The larger Payers had systems in place for electronic funds transfer and did not adopt the EFT portion of the transaction. Those Payers that implemented the 835 transaction only provide explanation of payment information.
But now things start to get a little trickier – it doesn’t sound too bad that only one portion of the 835 transaction is implemented but this omission causes many processing challenges. A Payer may elect to send an 835, also called an Electronic Remittance Advice (ERA) transaction and make payment by either paper check or electronic funds transfer.
And therein lies the rub: you may receive an ERA but not actually have the money in the bank! The ERA may come before or after an electronic funds transfer and a check may arrive after you receive the ERA.

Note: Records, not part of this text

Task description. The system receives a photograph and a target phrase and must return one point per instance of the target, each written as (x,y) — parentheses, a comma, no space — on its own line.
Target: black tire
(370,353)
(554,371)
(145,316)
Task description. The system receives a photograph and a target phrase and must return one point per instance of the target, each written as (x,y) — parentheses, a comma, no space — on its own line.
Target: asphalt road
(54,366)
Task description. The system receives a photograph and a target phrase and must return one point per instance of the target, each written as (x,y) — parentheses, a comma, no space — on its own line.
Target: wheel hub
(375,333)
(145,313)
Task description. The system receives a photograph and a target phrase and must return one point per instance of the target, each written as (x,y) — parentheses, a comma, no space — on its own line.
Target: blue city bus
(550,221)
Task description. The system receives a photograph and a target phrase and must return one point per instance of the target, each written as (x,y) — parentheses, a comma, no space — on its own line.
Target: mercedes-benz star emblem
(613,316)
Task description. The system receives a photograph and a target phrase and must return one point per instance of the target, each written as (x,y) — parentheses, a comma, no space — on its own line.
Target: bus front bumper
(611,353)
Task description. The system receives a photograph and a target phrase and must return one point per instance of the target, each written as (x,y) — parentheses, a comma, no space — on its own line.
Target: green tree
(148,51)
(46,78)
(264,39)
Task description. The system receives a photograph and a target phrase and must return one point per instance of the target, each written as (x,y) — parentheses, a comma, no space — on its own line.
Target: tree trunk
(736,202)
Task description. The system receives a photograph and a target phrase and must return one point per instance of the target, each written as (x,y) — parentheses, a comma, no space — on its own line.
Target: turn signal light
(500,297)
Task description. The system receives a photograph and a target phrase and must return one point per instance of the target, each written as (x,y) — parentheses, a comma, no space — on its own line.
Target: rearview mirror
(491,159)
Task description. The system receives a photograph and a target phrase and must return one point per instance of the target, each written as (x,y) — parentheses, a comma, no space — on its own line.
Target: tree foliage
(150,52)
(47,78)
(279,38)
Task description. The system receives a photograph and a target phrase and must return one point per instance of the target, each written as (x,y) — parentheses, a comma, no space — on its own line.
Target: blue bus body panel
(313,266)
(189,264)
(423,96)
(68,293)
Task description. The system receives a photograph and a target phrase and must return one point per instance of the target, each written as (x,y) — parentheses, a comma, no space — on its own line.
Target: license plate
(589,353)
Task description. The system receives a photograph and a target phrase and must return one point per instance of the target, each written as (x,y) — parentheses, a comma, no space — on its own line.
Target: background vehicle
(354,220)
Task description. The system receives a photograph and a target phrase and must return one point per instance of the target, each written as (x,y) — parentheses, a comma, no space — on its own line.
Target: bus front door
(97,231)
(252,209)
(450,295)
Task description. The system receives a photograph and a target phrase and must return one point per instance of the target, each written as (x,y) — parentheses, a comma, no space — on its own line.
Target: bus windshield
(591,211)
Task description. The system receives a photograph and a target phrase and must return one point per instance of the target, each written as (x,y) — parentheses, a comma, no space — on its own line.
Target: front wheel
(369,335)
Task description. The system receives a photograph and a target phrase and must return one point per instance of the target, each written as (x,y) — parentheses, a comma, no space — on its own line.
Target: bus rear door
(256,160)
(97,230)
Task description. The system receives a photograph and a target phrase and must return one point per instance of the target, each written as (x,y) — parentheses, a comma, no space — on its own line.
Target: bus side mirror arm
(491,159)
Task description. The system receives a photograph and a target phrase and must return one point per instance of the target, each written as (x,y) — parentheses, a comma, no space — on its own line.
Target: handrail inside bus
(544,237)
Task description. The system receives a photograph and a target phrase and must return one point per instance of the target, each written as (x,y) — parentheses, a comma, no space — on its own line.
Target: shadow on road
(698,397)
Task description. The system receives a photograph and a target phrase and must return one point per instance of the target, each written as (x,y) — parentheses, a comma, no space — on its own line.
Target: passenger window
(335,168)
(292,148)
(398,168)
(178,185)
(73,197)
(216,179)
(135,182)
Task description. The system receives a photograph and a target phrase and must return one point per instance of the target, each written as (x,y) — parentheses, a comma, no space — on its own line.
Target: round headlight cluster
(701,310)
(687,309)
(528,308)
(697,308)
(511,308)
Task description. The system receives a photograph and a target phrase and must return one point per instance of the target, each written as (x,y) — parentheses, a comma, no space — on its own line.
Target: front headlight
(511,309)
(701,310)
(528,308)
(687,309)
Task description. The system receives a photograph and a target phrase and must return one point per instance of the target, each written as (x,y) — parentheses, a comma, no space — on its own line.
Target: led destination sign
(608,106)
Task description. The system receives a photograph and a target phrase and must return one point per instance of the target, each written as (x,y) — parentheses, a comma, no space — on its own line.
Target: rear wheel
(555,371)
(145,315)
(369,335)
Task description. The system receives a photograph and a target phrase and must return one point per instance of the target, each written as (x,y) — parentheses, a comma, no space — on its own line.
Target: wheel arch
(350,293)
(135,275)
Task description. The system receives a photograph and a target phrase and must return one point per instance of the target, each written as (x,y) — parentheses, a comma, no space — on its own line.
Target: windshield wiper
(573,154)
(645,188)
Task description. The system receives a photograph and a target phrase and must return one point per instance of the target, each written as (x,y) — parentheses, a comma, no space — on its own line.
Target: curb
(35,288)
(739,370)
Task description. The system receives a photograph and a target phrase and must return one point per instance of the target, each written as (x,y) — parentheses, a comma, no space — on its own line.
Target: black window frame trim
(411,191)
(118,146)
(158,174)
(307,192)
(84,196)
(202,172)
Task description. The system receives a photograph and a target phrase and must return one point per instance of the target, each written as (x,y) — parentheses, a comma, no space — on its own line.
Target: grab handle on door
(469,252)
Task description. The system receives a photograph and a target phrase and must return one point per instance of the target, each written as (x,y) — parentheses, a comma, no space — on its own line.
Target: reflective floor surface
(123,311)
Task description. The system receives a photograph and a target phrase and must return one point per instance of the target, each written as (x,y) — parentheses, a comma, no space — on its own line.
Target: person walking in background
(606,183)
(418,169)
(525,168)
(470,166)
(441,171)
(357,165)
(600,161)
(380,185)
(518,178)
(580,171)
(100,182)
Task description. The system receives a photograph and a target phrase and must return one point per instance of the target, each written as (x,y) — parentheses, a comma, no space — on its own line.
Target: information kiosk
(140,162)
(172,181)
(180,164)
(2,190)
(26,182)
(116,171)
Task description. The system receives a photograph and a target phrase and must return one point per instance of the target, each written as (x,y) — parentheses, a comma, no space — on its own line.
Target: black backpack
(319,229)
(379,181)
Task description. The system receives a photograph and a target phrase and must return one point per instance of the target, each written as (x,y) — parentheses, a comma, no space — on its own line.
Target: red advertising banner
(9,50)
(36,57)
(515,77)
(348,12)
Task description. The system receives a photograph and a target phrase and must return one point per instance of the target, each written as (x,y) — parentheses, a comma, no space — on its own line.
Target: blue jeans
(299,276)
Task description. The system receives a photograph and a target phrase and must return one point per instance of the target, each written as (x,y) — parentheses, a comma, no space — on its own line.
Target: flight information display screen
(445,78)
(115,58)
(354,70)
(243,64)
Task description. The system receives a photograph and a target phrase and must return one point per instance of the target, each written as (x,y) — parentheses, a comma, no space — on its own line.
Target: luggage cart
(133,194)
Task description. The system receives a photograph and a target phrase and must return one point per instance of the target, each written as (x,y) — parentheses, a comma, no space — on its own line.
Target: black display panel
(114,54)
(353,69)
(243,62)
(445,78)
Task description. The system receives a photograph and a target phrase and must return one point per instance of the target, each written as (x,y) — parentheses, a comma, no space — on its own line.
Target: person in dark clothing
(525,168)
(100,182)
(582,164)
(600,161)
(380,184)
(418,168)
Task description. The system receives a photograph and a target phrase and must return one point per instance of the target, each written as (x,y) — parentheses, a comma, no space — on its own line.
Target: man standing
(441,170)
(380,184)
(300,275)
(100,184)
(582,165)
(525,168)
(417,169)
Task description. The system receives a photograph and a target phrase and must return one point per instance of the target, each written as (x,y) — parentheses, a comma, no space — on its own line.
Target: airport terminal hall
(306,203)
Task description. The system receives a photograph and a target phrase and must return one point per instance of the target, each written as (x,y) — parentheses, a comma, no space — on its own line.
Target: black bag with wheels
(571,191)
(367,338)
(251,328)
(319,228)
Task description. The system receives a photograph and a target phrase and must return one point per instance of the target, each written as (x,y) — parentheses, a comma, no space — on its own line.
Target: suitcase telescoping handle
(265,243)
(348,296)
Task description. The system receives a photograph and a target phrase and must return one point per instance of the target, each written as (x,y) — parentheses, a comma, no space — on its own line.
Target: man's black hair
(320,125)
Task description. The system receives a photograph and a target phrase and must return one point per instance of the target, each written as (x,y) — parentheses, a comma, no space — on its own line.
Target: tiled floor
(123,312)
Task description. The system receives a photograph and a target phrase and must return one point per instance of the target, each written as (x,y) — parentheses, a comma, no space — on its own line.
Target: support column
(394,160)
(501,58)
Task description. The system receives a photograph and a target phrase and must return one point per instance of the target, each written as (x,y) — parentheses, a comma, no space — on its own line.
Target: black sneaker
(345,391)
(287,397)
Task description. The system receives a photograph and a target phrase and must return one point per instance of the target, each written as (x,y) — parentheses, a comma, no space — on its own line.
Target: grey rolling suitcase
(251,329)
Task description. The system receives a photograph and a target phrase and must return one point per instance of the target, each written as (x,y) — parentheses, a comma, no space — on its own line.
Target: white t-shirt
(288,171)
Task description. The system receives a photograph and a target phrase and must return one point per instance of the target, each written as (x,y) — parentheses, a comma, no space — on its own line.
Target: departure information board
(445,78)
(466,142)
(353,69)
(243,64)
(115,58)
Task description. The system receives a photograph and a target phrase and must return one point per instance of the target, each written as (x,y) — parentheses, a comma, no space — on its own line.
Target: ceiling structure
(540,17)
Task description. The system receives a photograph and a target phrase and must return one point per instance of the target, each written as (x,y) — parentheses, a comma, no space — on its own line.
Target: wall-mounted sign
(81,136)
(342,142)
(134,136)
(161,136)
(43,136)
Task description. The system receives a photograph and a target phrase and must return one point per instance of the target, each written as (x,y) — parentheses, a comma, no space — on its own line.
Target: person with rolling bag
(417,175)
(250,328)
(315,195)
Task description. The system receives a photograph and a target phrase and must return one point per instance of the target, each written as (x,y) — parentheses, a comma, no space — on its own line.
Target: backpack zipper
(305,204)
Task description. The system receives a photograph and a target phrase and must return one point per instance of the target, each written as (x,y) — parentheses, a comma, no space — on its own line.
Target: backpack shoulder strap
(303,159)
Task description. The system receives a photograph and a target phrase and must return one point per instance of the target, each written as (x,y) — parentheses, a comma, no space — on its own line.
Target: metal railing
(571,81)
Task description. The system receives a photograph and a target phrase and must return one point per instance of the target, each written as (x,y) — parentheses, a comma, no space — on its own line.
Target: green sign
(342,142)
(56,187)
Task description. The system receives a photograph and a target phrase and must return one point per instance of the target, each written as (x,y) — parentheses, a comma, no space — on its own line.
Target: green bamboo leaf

Typically, a service is required to perform something called Payment Association. Payment Association matches the ERA with the actual funds being available in your bank account. After the association is made, the ERA is released. Payment Association is performed by different third party vendors including several large money center Banks.
Not every Payer supplies an Electronic Remittance Advice. Payers may still send paper Explanations Of Payment with checks. Some Banks offer Lockbox services to accept the paper checks, deposit them and convert the paper Explanation Of Payment into an ERA along with the Payment Association services. The fees for this processing can be expensive and have to be weighed against the savings realized from the electronic posting of payments.
The conversion of the paper Explanation Of Payments is non-trivial as the paper is first scanned and then Optical Character Recognition software is used to lift the information off the images and is converted into electronic data. Staff is required to review areas of the images that the software could not identify. Patience and appropriate due diligence are required to select your vendor to perform this service for you.
Here are some things to do when setting up receiving electronic payment advices:
– Your Practice Management System should have the ability to process Electronic Remittance Advices. If not, speak with your vendor about adding the feature via upgrading. If the vendor does not support this feature it’s time to find a new vendor.
– Work with your Payers and software vendor to set up the Electronic
Data Interchange required to transfer the required files to your system.
– If you receive a large volume of paper remittance from Payers that do not support electronic remittance, find a third party to convert the paper to Electronic Remittance Advices.
Setting up your practice to receive payments electronically can create huge savings in reduced labor costs and reduce processing errors.